A sessão para a releitura do parecer do deputado Júlio Delgado (PSB-MG) está marcada para amanhã. Por 13 votos a um, o Conselho de Ética aprovou quinta-feira a cassação de Dirceu. Foi de Angela o único voto a favor do ex-ministro. No mesmo dia, o ministro Eros Grau determinou que Delgado refaça seu relatório que pede a cassação de Dirceu. Para não atrasar mais os trabalhos, o presidente do Conselho, Ricardo Izar (PTB-SP), marcou sessão para o dia 31.

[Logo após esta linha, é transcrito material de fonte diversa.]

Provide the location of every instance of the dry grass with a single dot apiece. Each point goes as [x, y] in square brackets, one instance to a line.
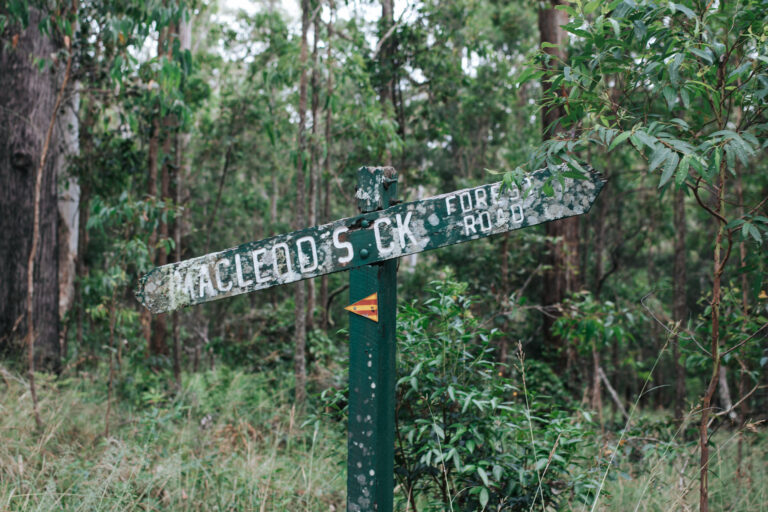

A manifestação do ministro foi uma resposta ao advogado de Dirceu, que entrou com um pedido de esclarecimento relativo a uma decisão anterior do STF. Na última terça-feira, Eros Grau havia acolhido parte de um pedido da defesa e determinou que Delgado retirasse de seu relatório informações relativas à quebra dos sigilos bancário e fiscal do parlamentar petista.

O ministro, no entanto, decidiu também pela continuidade do processo de cassação, ao contrário do solicitado pela defesa do parlamentar petista. Em cumprimento à decisão judicial, Delgado apresentou praticamente o mesmo relatório, mas suprimiu os trechos indicados pelo Supremo. Na interpretação da defesa de Dirceu, como o parecer não foi refeito, houve descumprimento da decisão do STF, o que na prática anularia os efeitos da sessão desta quinta-feira.